Let us first list out all the numbers from 1 to 13 which are either multiple of 3 or 4,
\[\Rightarrow A=\left\{ 3,4,6,8,9,12 \right\}\]
Hence, we get 6 balls with numbers that are multiple of 3 or 4.
\[\Rightarrow \text{No}\text{. of favourable outcomes}=6\]
Also we know that the urn consists of 13 balls numbering from 1 to 13
\[\Rightarrow \text{No}\text{. of all possible outcomes}=13\]
As we know that, the probability is given by
\[\Rightarrow \text{Probability = }\dfrac{\text{No}\text{. of favourable outcomes}}{\text{No}\text{. of all possible outcomes}}\]
Thus, the probability of getting a ball with a number that is multiple of 3 or 4 is given by
\[\Rightarrow \text{Probability = }\dfrac{6}{13}\].
2. Now, here the probability that a contractor will get a plumbing contract is \[\dfrac{2}{3}\], an electric contract is \[\dfrac{4}{9}\] and the probability of getting at least one contract is \[\dfrac{4}{5}\], and we have to find the probability that he will get both the contracts.
Let us suppose that, the event A will represent the contractor will get a plumbing contract, B will represent the contractor will get electric contract, then by given we can write
\[\begin{align}
  & \Rightarrow P\left( A \right)=\dfrac{2}{3} \\
 & \Rightarrow P\left( B \right)=\dfrac{4}{9} \\
\end{align}\]
Thus \[A\bigcup B\] will represent that the contractor will get at least one contract
\[\Rightarrow P\left( A\bigcup B \right)=\dfrac{4}{5}\]
We know that by general probability addition rule for the union of two events states that
\[\Rightarrow P\left( A\bigcup B \right)=P\left( A \right)+P\left( B \right)-P\left( A\bigcap B \right)\]
As we have to find the probability that the contractor will get both the contracts, we have to find \[P\left( A\bigcap B \right)\]. Hence by rewriting the above rule we get,
\[\Rightarrow P\left( A\bigcap B \right)=P\left( A \right)+P\left( B \right)-P\left( A\bigcup B \right)\]
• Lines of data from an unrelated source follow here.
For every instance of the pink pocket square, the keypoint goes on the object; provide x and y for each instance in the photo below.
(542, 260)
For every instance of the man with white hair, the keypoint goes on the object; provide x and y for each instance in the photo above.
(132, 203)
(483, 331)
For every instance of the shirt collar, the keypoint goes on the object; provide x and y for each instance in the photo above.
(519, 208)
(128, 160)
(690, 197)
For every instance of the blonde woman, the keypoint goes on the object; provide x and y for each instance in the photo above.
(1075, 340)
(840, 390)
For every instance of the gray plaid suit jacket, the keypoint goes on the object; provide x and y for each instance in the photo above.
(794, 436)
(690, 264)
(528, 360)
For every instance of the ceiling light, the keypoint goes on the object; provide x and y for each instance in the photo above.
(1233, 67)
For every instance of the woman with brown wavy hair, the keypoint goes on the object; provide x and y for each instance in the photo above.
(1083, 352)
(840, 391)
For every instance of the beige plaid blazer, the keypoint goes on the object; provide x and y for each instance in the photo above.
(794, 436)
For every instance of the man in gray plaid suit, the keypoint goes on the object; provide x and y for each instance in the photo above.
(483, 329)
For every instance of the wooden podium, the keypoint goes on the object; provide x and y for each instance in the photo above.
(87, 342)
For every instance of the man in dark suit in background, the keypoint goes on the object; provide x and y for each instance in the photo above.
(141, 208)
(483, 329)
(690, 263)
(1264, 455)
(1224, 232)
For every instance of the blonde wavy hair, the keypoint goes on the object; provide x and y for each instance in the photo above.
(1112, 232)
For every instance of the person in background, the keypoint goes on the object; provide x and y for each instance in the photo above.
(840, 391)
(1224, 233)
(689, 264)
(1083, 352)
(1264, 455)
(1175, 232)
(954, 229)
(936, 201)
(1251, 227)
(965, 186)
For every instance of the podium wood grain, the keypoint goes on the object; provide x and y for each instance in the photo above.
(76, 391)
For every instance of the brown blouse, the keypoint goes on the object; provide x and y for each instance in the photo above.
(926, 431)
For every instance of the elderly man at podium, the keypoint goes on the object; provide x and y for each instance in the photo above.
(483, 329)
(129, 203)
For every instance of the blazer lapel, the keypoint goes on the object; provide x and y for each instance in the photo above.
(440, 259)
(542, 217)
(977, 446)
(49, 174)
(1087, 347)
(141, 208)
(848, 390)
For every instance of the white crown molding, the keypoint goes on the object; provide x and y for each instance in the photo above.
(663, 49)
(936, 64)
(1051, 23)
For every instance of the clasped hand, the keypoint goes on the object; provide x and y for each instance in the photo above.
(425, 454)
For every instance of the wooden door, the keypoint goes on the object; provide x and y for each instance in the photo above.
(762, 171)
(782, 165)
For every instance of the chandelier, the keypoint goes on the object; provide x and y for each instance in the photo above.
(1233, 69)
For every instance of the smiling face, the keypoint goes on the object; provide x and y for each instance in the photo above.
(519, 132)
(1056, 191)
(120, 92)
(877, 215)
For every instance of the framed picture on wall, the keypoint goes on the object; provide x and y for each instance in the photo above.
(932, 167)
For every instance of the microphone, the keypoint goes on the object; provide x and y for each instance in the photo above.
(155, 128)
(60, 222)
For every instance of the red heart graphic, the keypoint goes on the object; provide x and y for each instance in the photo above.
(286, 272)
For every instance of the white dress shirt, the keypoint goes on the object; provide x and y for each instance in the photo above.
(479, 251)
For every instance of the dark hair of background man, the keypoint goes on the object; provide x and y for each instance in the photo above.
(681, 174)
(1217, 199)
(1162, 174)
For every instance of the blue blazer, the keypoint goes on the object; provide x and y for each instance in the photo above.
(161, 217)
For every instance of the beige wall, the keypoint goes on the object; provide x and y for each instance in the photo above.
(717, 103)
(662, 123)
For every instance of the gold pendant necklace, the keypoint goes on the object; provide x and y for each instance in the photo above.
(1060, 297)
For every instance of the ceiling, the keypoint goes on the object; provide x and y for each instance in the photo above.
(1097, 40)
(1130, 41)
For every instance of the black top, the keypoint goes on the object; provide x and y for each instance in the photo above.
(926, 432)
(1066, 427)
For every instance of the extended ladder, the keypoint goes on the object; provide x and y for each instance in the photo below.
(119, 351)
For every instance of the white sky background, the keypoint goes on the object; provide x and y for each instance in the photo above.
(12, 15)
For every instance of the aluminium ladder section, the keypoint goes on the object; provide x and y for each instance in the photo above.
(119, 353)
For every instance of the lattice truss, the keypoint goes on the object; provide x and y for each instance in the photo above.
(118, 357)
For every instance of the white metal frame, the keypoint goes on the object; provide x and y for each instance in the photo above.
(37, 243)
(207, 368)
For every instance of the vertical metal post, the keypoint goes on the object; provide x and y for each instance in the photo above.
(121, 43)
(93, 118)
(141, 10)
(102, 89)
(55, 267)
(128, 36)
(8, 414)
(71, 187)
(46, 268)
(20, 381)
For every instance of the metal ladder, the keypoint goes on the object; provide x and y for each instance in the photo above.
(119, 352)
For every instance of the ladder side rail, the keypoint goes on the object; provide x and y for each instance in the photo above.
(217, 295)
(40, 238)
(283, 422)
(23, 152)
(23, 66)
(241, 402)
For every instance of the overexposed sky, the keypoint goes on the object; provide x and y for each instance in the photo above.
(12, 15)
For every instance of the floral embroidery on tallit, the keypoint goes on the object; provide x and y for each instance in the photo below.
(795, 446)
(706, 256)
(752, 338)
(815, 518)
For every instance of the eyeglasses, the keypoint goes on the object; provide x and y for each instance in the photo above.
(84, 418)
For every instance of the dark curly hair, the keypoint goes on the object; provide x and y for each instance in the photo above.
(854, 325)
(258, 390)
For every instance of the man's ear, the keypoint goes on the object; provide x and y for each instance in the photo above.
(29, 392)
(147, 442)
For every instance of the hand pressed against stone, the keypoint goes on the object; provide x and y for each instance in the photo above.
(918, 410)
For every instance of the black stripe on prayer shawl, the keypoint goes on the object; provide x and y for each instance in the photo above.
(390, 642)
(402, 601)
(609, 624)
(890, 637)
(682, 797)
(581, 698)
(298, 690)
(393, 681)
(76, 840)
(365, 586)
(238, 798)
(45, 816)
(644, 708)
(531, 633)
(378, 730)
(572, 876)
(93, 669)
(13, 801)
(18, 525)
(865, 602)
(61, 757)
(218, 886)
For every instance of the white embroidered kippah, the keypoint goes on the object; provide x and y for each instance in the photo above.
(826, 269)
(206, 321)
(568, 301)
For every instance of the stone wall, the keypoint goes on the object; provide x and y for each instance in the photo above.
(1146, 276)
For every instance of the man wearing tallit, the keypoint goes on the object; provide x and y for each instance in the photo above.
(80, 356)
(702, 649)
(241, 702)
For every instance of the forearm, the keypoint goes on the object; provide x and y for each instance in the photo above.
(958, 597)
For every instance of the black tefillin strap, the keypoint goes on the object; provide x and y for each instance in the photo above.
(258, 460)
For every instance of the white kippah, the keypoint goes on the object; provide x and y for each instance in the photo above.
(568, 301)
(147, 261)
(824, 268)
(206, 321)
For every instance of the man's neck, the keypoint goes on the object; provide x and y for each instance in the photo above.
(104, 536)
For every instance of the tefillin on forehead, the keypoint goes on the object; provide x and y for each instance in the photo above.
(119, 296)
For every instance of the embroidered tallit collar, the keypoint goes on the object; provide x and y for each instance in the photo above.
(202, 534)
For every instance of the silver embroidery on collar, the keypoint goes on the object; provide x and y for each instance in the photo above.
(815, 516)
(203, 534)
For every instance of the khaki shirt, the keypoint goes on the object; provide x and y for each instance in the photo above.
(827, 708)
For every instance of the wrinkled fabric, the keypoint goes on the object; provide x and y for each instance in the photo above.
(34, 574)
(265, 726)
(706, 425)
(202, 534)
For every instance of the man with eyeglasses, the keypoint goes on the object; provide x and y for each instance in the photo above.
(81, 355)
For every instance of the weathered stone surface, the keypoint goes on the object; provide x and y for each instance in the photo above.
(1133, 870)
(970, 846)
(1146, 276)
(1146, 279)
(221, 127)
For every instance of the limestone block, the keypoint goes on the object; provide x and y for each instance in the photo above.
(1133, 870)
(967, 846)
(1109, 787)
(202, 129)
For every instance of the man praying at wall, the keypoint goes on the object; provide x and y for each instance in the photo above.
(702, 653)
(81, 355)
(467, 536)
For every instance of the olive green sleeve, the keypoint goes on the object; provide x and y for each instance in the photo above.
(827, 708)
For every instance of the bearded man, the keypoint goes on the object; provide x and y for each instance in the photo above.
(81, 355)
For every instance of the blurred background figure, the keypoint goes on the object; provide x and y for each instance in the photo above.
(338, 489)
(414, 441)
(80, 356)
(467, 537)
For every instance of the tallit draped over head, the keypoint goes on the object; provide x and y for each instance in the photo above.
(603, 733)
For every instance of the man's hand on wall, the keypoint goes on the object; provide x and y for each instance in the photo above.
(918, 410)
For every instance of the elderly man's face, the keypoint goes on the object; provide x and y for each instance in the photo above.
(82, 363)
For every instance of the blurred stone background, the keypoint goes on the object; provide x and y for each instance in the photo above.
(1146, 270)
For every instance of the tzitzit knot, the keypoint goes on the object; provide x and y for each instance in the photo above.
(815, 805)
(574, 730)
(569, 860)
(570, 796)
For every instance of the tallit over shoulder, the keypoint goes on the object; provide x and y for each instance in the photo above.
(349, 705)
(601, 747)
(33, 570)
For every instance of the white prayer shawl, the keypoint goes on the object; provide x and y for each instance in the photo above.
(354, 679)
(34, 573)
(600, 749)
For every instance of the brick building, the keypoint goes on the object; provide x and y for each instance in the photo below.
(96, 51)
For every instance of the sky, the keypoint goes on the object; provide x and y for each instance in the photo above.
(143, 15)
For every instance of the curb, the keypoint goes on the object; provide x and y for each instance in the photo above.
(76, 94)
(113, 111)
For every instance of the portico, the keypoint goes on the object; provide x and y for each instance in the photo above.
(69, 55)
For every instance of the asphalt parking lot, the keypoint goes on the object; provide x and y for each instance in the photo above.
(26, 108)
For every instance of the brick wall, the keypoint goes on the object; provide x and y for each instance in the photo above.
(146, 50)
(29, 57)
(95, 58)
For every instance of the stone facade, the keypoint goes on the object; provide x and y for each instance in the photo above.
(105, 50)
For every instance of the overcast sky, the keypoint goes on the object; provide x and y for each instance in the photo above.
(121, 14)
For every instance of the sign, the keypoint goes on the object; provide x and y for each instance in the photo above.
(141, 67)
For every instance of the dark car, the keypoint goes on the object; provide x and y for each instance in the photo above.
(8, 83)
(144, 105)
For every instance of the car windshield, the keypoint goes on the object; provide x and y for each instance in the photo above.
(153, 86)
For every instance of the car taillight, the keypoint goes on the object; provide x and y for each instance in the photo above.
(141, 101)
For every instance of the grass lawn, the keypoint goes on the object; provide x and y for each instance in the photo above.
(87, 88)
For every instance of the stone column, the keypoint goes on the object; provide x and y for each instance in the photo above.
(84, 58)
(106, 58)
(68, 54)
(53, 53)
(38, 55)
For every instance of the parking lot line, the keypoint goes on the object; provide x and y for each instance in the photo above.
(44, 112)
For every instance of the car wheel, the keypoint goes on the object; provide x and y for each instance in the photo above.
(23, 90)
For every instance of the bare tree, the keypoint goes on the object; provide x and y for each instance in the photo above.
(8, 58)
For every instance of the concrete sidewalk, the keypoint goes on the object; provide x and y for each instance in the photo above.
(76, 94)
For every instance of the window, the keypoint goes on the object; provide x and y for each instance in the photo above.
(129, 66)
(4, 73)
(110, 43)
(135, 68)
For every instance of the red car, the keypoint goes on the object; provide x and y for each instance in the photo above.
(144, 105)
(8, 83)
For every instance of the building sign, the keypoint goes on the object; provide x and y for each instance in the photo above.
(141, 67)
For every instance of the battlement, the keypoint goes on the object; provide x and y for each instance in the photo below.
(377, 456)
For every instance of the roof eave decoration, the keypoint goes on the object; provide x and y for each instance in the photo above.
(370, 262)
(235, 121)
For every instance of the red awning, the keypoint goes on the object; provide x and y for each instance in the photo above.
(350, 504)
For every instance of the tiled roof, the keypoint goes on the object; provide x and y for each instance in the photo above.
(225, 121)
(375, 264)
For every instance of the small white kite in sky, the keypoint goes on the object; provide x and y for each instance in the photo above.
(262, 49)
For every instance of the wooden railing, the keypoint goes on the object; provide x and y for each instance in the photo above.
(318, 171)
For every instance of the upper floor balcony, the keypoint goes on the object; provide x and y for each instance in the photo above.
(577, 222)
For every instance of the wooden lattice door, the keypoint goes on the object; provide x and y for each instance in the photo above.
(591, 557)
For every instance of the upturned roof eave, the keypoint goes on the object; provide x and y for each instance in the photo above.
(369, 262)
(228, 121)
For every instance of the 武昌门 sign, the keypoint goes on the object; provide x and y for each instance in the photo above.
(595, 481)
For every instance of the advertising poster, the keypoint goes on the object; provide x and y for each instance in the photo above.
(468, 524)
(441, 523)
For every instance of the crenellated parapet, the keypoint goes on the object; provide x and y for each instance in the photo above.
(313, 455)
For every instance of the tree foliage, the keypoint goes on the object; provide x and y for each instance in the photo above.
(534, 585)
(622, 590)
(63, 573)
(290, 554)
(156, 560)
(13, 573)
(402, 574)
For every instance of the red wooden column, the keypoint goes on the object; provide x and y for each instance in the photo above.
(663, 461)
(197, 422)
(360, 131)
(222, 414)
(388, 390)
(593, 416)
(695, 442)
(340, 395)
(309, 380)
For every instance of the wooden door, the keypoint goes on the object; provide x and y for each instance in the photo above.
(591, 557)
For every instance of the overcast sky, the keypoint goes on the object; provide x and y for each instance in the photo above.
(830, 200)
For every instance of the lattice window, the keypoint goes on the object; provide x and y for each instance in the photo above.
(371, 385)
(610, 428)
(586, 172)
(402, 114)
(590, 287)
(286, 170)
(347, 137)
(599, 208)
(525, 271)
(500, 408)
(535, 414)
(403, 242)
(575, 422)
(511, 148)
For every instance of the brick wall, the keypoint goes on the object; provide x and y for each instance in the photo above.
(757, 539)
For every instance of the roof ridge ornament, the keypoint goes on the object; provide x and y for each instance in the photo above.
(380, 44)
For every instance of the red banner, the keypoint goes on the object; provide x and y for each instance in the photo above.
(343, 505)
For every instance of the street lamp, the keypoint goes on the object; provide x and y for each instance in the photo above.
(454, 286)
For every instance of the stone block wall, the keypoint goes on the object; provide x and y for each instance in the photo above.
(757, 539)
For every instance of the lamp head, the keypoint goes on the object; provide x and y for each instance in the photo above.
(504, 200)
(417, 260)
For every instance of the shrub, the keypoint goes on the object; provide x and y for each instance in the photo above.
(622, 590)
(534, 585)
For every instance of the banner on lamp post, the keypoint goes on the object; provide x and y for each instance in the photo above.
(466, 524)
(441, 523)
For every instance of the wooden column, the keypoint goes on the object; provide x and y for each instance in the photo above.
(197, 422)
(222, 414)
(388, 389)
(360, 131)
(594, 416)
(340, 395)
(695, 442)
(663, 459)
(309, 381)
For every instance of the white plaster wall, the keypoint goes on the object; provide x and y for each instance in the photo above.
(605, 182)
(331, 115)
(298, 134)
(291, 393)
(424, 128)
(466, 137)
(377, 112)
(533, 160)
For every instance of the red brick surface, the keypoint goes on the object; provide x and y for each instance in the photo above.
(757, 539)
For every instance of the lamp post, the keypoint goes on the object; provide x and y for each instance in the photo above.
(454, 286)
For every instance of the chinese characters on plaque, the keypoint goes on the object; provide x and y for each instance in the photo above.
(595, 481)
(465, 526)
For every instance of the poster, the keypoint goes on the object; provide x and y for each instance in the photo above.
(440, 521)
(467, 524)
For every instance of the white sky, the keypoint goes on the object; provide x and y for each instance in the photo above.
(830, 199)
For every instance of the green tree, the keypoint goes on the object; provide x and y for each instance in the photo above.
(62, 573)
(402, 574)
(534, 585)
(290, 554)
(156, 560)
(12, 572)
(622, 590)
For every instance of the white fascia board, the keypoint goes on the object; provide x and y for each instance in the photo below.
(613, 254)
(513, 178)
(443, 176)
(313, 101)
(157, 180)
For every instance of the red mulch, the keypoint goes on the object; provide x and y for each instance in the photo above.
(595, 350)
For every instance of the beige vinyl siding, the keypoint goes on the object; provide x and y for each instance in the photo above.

By substituting the given probabilities we can write
\[\begin{align}
  & \Rightarrow P\left( A\bigcap B \right)=\dfrac{2}{3}+\dfrac{4}{9}-\dfrac{4}{5} \\
 & \Rightarrow P\left( A\bigcap B \right)=\dfrac{2\times 15}{3\times 15}+\dfrac{4\times 5}{9\times 5}-\dfrac{4\times 9}{5\times 9} \\
 & \Rightarrow P\left( A\bigcap B \right)=\dfrac{30+20-36}{45} \\
 & \Rightarrow P\left( A\bigcap B \right)=\dfrac{14}{45} \\
\end{align}\]
Hence, the probability that the contractor will get both the contracts is \[\dfrac{14}{45}\].

Note: In the first part of this question students have to consider the numbers which are multiples of 3 and 4 and both. Students can also solve the first part as follows:
Let us suppose A be the event that the number is divisible by 3
\[\Rightarrow A=\left\{ 3,6,9,12 \right\}\]
Let us suppose B be the event that the number is divisible by 4
\[\Rightarrow B=\left\{ 4,8,12 \right\}\]
Hence, we can say that \[A\bigcup B\] will represent the set of numbers which are divisible by 3 or 4
\[\Rightarrow A\bigcup B=\left\{ 3,4,6,8,9,12 \right\}\]
\[\Rightarrow n\left( A\bigcup B \right)=6\]
In other words we can say that
\[\Rightarrow \text{No}\text{. of favourable outcomes}=6\]
Also we know that the urn consists of 13 balls numbering from 1 to 13
\[\Rightarrow \text{No}\text{. of all possible outcomes}=13\]
As we know that, the probability is given by
\[\Rightarrow \text{Probability = }\dfrac{\text{No}\text{. of favourable outcomes}}{\text{No}\text{. of all possible outcomes}}\]
Thus, the probability of getting a ball with a number that is multiple of 3 or 4 is given by
\[\Rightarrow \text{Probability = }\dfrac{6}{13}\].
In the second part of the question, students have to remember the general probability addition rule for the union of two events. Also students have to note that the phrase ‘at least one event’ will represent the union of two events while the phrase ‘both events’ will represent intersection of two events.